A separate fee charged by landlords to cover back-office administrative costs such as accounting, record-keeping, and lease administration.
Key Takeaways
| Lease Type | Recoverable? | Controllable? |
|---|---|---|
| NNN | Yes | Yes |
| Modified Gross | No | Yes |
| Full-Service Gross | No | Yes |
Approximate budget share: 1-3% of total CAM pool.
An administrative fee is a charge landlords add to cover back-office overhead such as accounting, bookkeeping, lease administration, and rent collection. It typically appears as a percentage of controllable CAM expenses, often 10-15%, and is presented as distinct from the property management fee. In practice, the distinction is rarely meaningful. A management fee already compensates the landlord for overseeing the property, which inherently includes administrative functions. When both fees appear on the same CAM reconciliation, tenants are paying twice for the same services. This is one of the most straightforward double-dipping violations in commercial leases. The charge gains legitimacy only if the lease explicitly authorizes a separate administrative fee alongside the management fee and defines its scope and cap. Without that specific provision, the administrative fee has no contractual basis. Even where the lease permits it, tenants should verify the fee is applied only to qualifying controllable expenses, not to the full expense pool including taxes and insurance. Disputing an unauthorized administrative fee typically requires only a written demand citing the absence of a lease provision.
Overcharge Risk
$1,500-$12,000/year
typical annual overcharge when this line item is disputed
Landlords charge both a management fee and an administrative fee simultaneously, creating double-dipping. The administrative fee is presented as covering costs already embedded in the management fee.

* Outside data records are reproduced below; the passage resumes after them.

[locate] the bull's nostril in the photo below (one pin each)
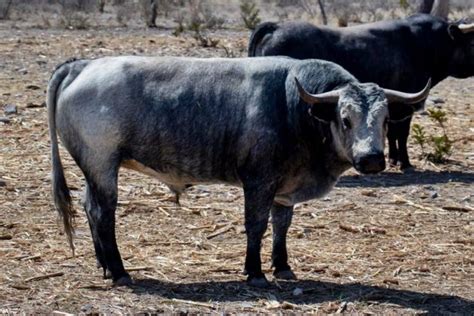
(371, 163)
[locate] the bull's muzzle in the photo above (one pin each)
(371, 163)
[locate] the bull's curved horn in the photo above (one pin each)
(466, 28)
(325, 97)
(407, 98)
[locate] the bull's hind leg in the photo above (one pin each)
(392, 144)
(101, 202)
(281, 221)
(88, 207)
(404, 131)
(258, 201)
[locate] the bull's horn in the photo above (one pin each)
(407, 98)
(325, 97)
(466, 28)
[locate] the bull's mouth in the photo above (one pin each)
(370, 164)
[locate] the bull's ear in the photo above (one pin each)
(323, 113)
(323, 105)
(455, 32)
(400, 113)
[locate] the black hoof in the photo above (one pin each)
(260, 282)
(393, 162)
(126, 280)
(284, 275)
(407, 168)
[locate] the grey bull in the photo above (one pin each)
(282, 129)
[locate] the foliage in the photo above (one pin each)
(441, 145)
(5, 6)
(199, 21)
(419, 136)
(404, 4)
(249, 13)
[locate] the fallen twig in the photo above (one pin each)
(175, 300)
(138, 268)
(464, 209)
(348, 228)
(220, 231)
(44, 276)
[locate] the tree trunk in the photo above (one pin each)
(323, 12)
(441, 9)
(153, 13)
(425, 6)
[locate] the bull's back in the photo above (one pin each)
(192, 119)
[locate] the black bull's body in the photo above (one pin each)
(400, 55)
(236, 121)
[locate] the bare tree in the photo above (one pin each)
(310, 8)
(441, 9)
(425, 6)
(150, 12)
(101, 5)
(5, 9)
(323, 12)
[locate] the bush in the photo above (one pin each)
(249, 13)
(441, 145)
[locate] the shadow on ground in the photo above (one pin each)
(395, 179)
(314, 292)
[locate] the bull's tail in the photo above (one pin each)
(258, 34)
(61, 195)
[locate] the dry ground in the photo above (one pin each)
(392, 243)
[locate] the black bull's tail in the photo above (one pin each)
(258, 34)
(61, 195)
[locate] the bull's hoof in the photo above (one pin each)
(126, 280)
(260, 282)
(284, 275)
(393, 162)
(407, 168)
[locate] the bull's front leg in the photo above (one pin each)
(258, 201)
(281, 221)
(404, 131)
(392, 144)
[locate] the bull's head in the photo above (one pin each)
(462, 60)
(358, 116)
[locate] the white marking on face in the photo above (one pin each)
(361, 127)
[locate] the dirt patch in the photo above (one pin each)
(393, 243)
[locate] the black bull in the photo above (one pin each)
(400, 55)
(245, 122)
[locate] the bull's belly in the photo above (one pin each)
(310, 190)
(171, 179)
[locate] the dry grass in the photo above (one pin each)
(379, 244)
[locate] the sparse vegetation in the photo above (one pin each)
(441, 145)
(385, 244)
(5, 6)
(249, 13)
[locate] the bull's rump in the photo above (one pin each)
(193, 119)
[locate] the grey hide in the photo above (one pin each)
(237, 121)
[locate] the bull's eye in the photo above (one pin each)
(346, 123)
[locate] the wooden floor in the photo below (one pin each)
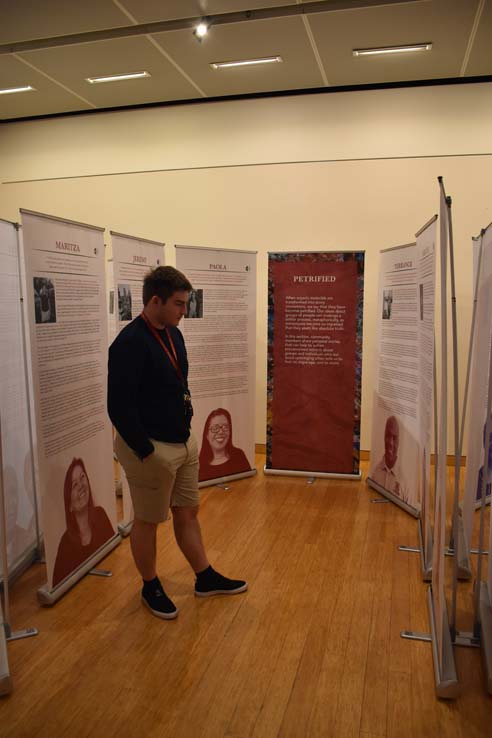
(312, 649)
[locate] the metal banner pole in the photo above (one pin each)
(463, 545)
(478, 581)
(28, 399)
(457, 451)
(10, 636)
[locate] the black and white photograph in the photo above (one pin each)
(387, 302)
(44, 300)
(124, 302)
(194, 307)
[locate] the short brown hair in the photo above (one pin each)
(164, 282)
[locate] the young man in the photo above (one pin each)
(150, 406)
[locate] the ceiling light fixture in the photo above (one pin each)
(392, 49)
(201, 31)
(117, 77)
(246, 62)
(11, 90)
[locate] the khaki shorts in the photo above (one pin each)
(168, 478)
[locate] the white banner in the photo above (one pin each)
(220, 334)
(16, 443)
(65, 292)
(132, 258)
(401, 428)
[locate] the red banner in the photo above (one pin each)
(314, 372)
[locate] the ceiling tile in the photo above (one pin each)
(147, 11)
(21, 20)
(480, 61)
(447, 23)
(46, 97)
(285, 37)
(72, 64)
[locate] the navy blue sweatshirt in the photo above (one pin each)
(145, 394)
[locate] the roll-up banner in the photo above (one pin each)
(443, 656)
(404, 365)
(18, 477)
(220, 334)
(476, 481)
(315, 302)
(65, 292)
(132, 258)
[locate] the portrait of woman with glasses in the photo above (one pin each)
(218, 456)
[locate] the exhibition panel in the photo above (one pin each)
(404, 366)
(66, 305)
(315, 302)
(132, 258)
(220, 332)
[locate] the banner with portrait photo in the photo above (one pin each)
(402, 398)
(220, 334)
(476, 481)
(66, 305)
(18, 473)
(315, 302)
(132, 258)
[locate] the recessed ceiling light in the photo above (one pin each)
(201, 31)
(117, 77)
(246, 62)
(392, 49)
(11, 90)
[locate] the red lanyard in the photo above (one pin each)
(173, 358)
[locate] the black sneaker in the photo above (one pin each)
(158, 602)
(210, 582)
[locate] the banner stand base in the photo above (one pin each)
(426, 570)
(5, 678)
(48, 596)
(464, 564)
(393, 498)
(311, 474)
(230, 478)
(18, 635)
(125, 528)
(485, 614)
(424, 565)
(447, 686)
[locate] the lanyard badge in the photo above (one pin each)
(173, 358)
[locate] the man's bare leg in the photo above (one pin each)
(143, 545)
(189, 537)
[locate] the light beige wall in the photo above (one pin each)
(270, 175)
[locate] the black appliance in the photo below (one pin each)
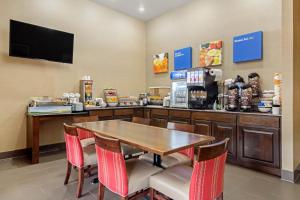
(31, 41)
(202, 89)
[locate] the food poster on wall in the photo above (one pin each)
(183, 58)
(211, 54)
(160, 63)
(248, 47)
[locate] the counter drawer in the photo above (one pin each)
(180, 114)
(124, 112)
(217, 117)
(105, 113)
(257, 120)
(159, 113)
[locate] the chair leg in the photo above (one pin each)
(220, 197)
(89, 168)
(152, 194)
(101, 191)
(69, 168)
(80, 182)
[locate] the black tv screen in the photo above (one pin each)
(31, 41)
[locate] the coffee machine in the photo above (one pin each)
(202, 88)
(86, 93)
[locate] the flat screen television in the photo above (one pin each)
(36, 42)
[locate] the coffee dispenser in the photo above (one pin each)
(86, 91)
(202, 88)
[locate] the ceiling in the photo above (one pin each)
(152, 8)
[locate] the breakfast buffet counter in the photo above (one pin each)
(255, 138)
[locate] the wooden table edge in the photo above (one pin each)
(209, 139)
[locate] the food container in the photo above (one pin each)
(254, 81)
(233, 97)
(111, 97)
(264, 110)
(246, 98)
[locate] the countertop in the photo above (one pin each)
(151, 106)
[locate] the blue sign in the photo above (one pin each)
(248, 47)
(183, 58)
(175, 75)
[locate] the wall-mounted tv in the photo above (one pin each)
(36, 42)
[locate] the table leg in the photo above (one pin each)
(157, 160)
(35, 140)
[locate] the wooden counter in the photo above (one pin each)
(255, 138)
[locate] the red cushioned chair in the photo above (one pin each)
(203, 182)
(128, 179)
(183, 157)
(83, 158)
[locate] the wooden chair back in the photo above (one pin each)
(85, 119)
(140, 120)
(181, 127)
(109, 144)
(70, 130)
(211, 151)
(162, 123)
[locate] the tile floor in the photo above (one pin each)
(20, 180)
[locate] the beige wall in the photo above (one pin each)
(109, 46)
(288, 102)
(208, 20)
(296, 14)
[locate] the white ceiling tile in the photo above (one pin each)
(153, 8)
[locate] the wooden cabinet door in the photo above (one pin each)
(180, 116)
(202, 127)
(124, 114)
(225, 130)
(259, 146)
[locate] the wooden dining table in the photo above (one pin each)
(159, 141)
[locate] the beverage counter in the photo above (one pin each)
(255, 138)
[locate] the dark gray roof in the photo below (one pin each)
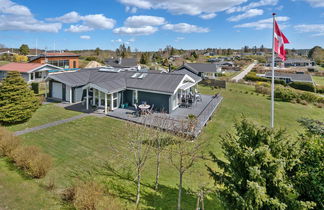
(115, 81)
(186, 71)
(292, 77)
(121, 62)
(200, 67)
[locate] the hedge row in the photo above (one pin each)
(29, 158)
(307, 86)
(289, 94)
(251, 76)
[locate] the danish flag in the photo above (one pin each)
(279, 41)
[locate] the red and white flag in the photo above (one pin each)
(279, 41)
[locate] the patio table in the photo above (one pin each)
(144, 108)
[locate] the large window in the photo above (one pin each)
(60, 63)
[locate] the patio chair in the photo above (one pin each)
(151, 109)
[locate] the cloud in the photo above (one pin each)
(71, 17)
(145, 30)
(140, 21)
(18, 17)
(263, 24)
(179, 39)
(252, 5)
(189, 7)
(9, 7)
(79, 28)
(316, 29)
(86, 37)
(185, 28)
(316, 3)
(89, 22)
(248, 14)
(208, 16)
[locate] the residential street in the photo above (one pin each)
(244, 72)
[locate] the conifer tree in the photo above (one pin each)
(17, 100)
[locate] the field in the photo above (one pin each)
(94, 147)
(318, 80)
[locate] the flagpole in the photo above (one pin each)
(272, 78)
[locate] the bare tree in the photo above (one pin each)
(184, 153)
(139, 143)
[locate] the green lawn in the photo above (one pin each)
(45, 114)
(318, 80)
(89, 143)
(19, 192)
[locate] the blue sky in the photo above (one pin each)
(153, 24)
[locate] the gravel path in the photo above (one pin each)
(243, 73)
(48, 125)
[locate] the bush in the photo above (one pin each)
(289, 94)
(307, 86)
(320, 89)
(8, 142)
(30, 159)
(88, 195)
(35, 87)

| Legitimate Charge | Suspicious Charge |
|---|---|
| Administrative fee explicitly authorized by a specific lease provision with a defined cap | Administrative fee appearing on the same statement as a management fee with no lease basis |
| Administrative fee credited against or netted from the management fee | Both fees calculated independently on the same expense base, with no offset |
| Fee rate consistent with the contractual percentage and applied to controllable costs only | Fee percentage applied to total expenses including property taxes and insurance |
| Administrative fee with a hard dollar cap per lease year | Uncapped administrative fee that increases proportionally as operating expenses rise |
Strike administrative fees entirely if a management fee is already being paid. These fees represent the same overhead and amount to double-dipping. If your lease provides for an administrative fee separately from the management fee, require a hard dollar cap and a detailed accounting of the costs covered.